Friday, April 27, 2012
Tuesday, April 24, 2012
Must add air.
Today. Wow it is nice to be here. Today is Tuesday and I slept well yesterday. I found this photo on Flickr. Balloons are colorful and add a little joy with smiles to life.
Sunday, April 22, 2012
Wednesday, April 18, 2012
Friday, March 30, 2012
Love and other spring type things . . .
Do you love YOU? It may sound odd to think of a question like this . . . but I am learning that is important to love yourself. I know maybe it should be a simple thing. . . for some reason it has been a struggle for me in my life. I like many aspects of myself, and at times I love myself . . . but I also become very negative on me and harsh almost. The bible teaches me to love my neighbor as I love myself. That presupposed that I am loving myself properly. I came across this site that lists 17 ways to love yourself . Am I alone in my struggle to love and accept me as me. I am not talking about not growing and becoming better . . . but what I am talking about is a general contentment and comfort in who I am. I guess some of my struggle comes in letting myself be human, not as an excuse for foolishness, but as a reality to embrace. I am not going to do everything perfectly . . . I am going to fail, and in these failings I must learn and grow and forgive myself and allow myself to be OK. I have spent many days in my life trying to find someone to love and accept me in order to feel OK with me. Really, I have needed to love me, in order to love others better and more fully. I turned 46 years old just a few days ago . . . and I am ready to live the balance of my days in love with me . . . I am worthy of love and I am worthy of self forgiveness. I am ready to bloom like a flower . . . I am ready to take courage and step out and become a better me . . . I am blessed and thankful. I hope you are well. if you read this and find any encouragement send me a message . . . Peace
Saturday, March 10, 2012
Birthdays are awesome . . .

Well, you can see by the title that I have a birthday coming . . . O, I am so selfish . . . Me, Me, Me . . . Okay well maybe not all that selfish, but I will turn 46 years old if I make it to March 13th. Yes the number continues to grow . . . A friend from Postcrossing sent me the above card. I love balloons. They are the absolute best. They make me smile in so many ways.

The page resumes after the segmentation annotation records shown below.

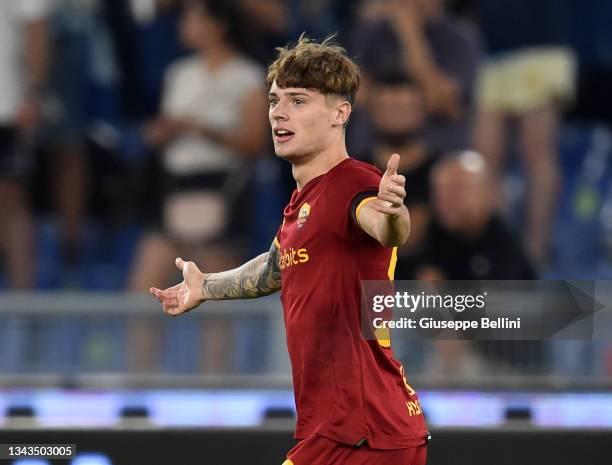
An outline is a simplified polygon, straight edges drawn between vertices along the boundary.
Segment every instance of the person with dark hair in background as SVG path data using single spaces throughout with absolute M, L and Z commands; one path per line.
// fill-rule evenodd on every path
M 471 148 L 480 61 L 476 29 L 446 14 L 442 0 L 363 0 L 361 18 L 351 52 L 363 67 L 364 90 L 369 78 L 403 70 L 423 91 L 432 149 Z
M 423 280 L 530 280 L 533 268 L 519 239 L 497 213 L 496 178 L 485 158 L 461 152 L 431 173 L 433 221 L 417 272 Z M 435 376 L 470 377 L 484 370 L 466 341 L 436 341 L 424 366 Z M 501 368 L 542 362 L 539 341 L 481 341 L 475 347 Z
M 181 37 L 195 53 L 166 74 L 162 109 L 144 137 L 162 152 L 161 227 L 141 241 L 128 284 L 143 291 L 151 282 L 168 282 L 169 265 L 180 254 L 199 257 L 211 269 L 240 259 L 240 242 L 228 235 L 232 201 L 244 187 L 245 162 L 266 142 L 263 70 L 245 58 L 242 17 L 233 2 L 189 0 Z M 206 324 L 203 369 L 227 369 L 228 328 Z M 216 328 L 216 329 L 215 329 Z M 146 322 L 136 322 L 138 350 L 133 369 L 151 368 L 157 338 Z
M 425 137 L 427 111 L 421 86 L 401 70 L 376 77 L 366 104 L 374 128 L 370 159 L 379 167 L 401 153 L 398 173 L 406 177 L 410 236 L 397 251 L 396 279 L 415 279 L 418 256 L 430 221 L 429 174 L 437 155 Z
M 523 240 L 545 266 L 561 184 L 557 135 L 562 105 L 574 93 L 565 0 L 482 0 L 480 28 L 488 60 L 478 82 L 476 149 L 503 175 L 510 123 L 518 129 L 527 180 Z

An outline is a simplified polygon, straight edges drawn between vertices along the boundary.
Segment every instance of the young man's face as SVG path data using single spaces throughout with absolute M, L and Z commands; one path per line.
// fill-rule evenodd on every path
M 330 144 L 342 127 L 342 101 L 302 87 L 281 89 L 276 81 L 269 93 L 268 116 L 276 155 L 288 160 L 315 155 Z M 344 107 L 346 110 L 346 107 Z

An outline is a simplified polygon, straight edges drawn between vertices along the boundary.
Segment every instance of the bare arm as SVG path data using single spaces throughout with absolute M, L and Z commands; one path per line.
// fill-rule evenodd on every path
M 244 265 L 221 273 L 202 273 L 195 263 L 176 259 L 176 266 L 183 272 L 183 281 L 161 290 L 155 287 L 149 292 L 157 297 L 163 311 L 180 315 L 194 309 L 206 300 L 253 299 L 280 290 L 279 250 L 276 243 L 270 250 Z
M 279 250 L 270 250 L 239 268 L 211 273 L 202 284 L 204 300 L 253 299 L 270 295 L 281 288 Z
M 406 179 L 397 174 L 399 160 L 398 154 L 391 156 L 378 197 L 365 200 L 367 203 L 355 212 L 361 229 L 385 247 L 403 245 L 410 234 L 410 215 L 404 205 Z

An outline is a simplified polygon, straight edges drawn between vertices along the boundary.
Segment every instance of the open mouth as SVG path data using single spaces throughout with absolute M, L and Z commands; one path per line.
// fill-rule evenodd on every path
M 274 140 L 278 142 L 286 142 L 291 139 L 295 134 L 288 129 L 275 129 L 274 130 Z

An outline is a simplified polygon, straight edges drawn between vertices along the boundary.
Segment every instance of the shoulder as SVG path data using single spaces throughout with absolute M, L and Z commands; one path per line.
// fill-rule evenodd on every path
M 480 33 L 468 21 L 445 15 L 433 23 L 433 27 L 435 31 L 444 35 L 446 40 L 455 45 L 479 47 Z

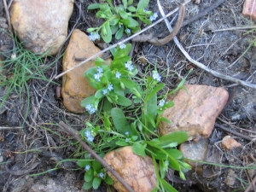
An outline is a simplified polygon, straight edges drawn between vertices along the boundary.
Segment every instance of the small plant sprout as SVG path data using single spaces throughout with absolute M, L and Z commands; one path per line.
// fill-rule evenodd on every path
M 89 5 L 89 10 L 99 9 L 96 17 L 104 20 L 102 26 L 87 29 L 87 32 L 90 32 L 90 39 L 92 41 L 99 39 L 99 32 L 106 43 L 110 43 L 112 35 L 119 40 L 125 32 L 129 36 L 140 31 L 138 20 L 144 24 L 150 25 L 156 19 L 157 14 L 145 10 L 148 3 L 148 0 L 140 0 L 135 7 L 133 0 L 122 0 L 122 4 L 119 5 L 113 5 L 112 1 L 108 0 L 107 3 Z

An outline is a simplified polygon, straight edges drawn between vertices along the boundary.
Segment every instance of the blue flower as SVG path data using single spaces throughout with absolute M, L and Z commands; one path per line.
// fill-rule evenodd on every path
M 157 73 L 157 71 L 153 72 L 152 77 L 154 80 L 157 80 L 158 82 L 161 81 L 161 76 Z
M 119 44 L 119 48 L 120 48 L 121 49 L 125 49 L 125 47 L 126 47 L 126 45 L 125 45 L 125 44 Z
M 85 167 L 84 167 L 84 170 L 86 172 L 88 172 L 89 170 L 90 169 L 90 166 L 87 165 Z
M 116 79 L 120 79 L 121 75 L 122 75 L 122 74 L 121 74 L 121 73 L 119 73 L 119 72 L 116 72 L 116 73 L 115 73 L 115 78 L 116 78 Z
M 131 29 L 125 29 L 125 32 L 131 33 Z
M 100 35 L 98 32 L 90 32 L 89 35 L 89 39 L 90 41 L 95 41 L 96 39 L 100 39 Z
M 102 67 L 97 67 L 97 72 L 98 72 L 99 73 L 102 73 L 103 72 Z
M 109 91 L 113 90 L 113 84 L 109 84 L 107 88 Z
M 94 74 L 94 79 L 100 82 L 101 81 L 101 77 L 102 76 L 101 74 L 102 73 Z
M 103 178 L 103 177 L 105 177 L 105 174 L 104 174 L 103 172 L 100 172 L 100 173 L 99 173 L 99 177 L 100 177 L 101 178 Z
M 96 113 L 96 109 L 94 108 L 92 104 L 88 104 L 85 107 L 85 109 L 89 112 L 89 113 L 92 114 Z
M 103 95 L 105 96 L 105 95 L 107 95 L 107 94 L 108 94 L 108 90 L 107 90 L 107 89 L 105 89 L 105 90 L 102 90 L 102 92 L 103 92 Z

Now on to the birthday thing. I am beginning to realize as each year passes just how fast a year travels. What are some of your favorite things about Birthdays? What do you do to celebrate each new year of your life? Well, I will go for now. Peace
Wednesday, February 22, 2012
In this Moment . . .
This past two months have been one crazy ride. I have felt so many things, learned so many things, struggled with so many things, changed so many things, and I am still in this internal storm. It began some time during the winter break. What "It" is, is still not fully known. Things I do know. Each day is a new adventure. Each moment is to be fully embraced and enjoyed for what it is. I am at a crossroad in my life I believe. I am going to be 46 years young in just a few days . . . My first child is going to graduate this year and somehow she is now 18 years old. Where did those years go? My Son is now 15 and learning to be independant . . . it seems like he was just a little guy a couple days ago. And my youngest son is now 13, a teenager with more energy that I know what to do with. Many days I feel totally inadequate to be a parent of three teenagers . . . but guess what, each day is a new day full of work, joy, challenge, and learning. I have been married 23 + years, and I do not know how that happened eather. What was I doing all the time during those years? I know I was there, and I was busy, and I was blessed and I am thankful . . . but those years seem to have passed so fast, or at least faster than I care to admit or acknowledge . . . I do not know which. Then there is all the stuff happening inside of me . . . some may call it midlife crisis . . . I am choosing to call it Man O Pause . . . or something of the soart. I am also challenged by the fact that as things go, I am over half way through with this life. That has been an amazing thought to try to process. I remember being a kid, and I remember a few days in college . . . I remember getting married . . . . I remember being at each of my childerns births. I remember so many things, I just do not know how we got here so fast . . . I know the sun came up and the sun set on each day. I remember I slept and woke each day. But, wow . . . I will be celebrating a birthday in just a few days from now, and I want to learn to embrace each remaining day fully and enjoy the rest of this life. This is a crazy post, but it is where I am at this moment. . . .
I am a blessed and Thankful man. I Love Jesus, and Know he has a plan for me in the balance of my life.